The spell cast on the new homeowner of a creaky 1790s farmhouse in Millbrook, New York, was conjured by the steady passage of time. She was enchanted by the centuries-old wood plank floors, scarred and slightly sloped. The original living room fireplace, dated 1815, had once been the altar for a wedding between a renowned environmentalist—who grew up in the house—and his bride. The attic ladder had long ago surrendered its rungs to stacks of pored-over books in a delightful display of literary dishevelment curated by the environmentalist’s mother, an antiques dealer and the late matriarch of a family rooted in the house for more than 70 years.
“We wanted a house rich in patina, but also hoped to have a bit of land, a feeling of openness,” says the new homeowner, a writer who shares the weekend sojourn with her financier husband and three teenagers. With rolling hills that “seemed to cradle the old house” and a “mix of field and forest criss-crossed with stone walls,” the 60-acre property “ticked all the boxes,” she says. Still, it would be years before they turned to architect Doug Larson and AD PRO Directory member Jennifer Chused, of Chused & Co., both based in New York, to streamline—and safeguard—the heritage estate.

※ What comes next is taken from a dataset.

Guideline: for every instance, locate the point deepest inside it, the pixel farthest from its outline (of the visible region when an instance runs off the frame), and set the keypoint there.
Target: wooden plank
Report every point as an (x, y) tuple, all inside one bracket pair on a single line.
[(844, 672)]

“More than once, we had to remind the contractor that preserving the farmhouse’s character was important,” says Larson of the old moldings, antique wavy glass, and well-trodden wood planks that were spared in the two-year renovation. On the architect’s first visit, he couldn’t figure out where the entrance was—a stone path didn’t lead to the formal front entry, framed in Greek Revival trim typical of old Hudson Valley farmhouses.
Restoring a clear sense of arrival—long muddled by too many doors and confusing paths—was a priority, along with untangling awkward architectural flow resulting from a vortex of bathrooms and relocating the kitchen, once tucked in a dark corner, to frame sweeping views of the meadows and Catskills beyond. Other additions—like a sunroom and rear porch—also capture this bucolic idyll.
Just as Larson honored the soul of the farmhouse in his airy, refined update, Chused followed suit in the decoration. Fittingly, the chromatic rapture often seen in her work aligns with old architecture. “I like colors that are saturated and moody, not trendy,” she says. The deep pine paint swathed in the dining room, for example, is the philosophical antithesis of last summer’s brat green. A mudroom is the color of a ripe eggplant. And the library’s fathomless blue-black is an inky neutral with gravitas befitting the literary pursuits of the resident author and the writers she hosts for farmhouse retreats.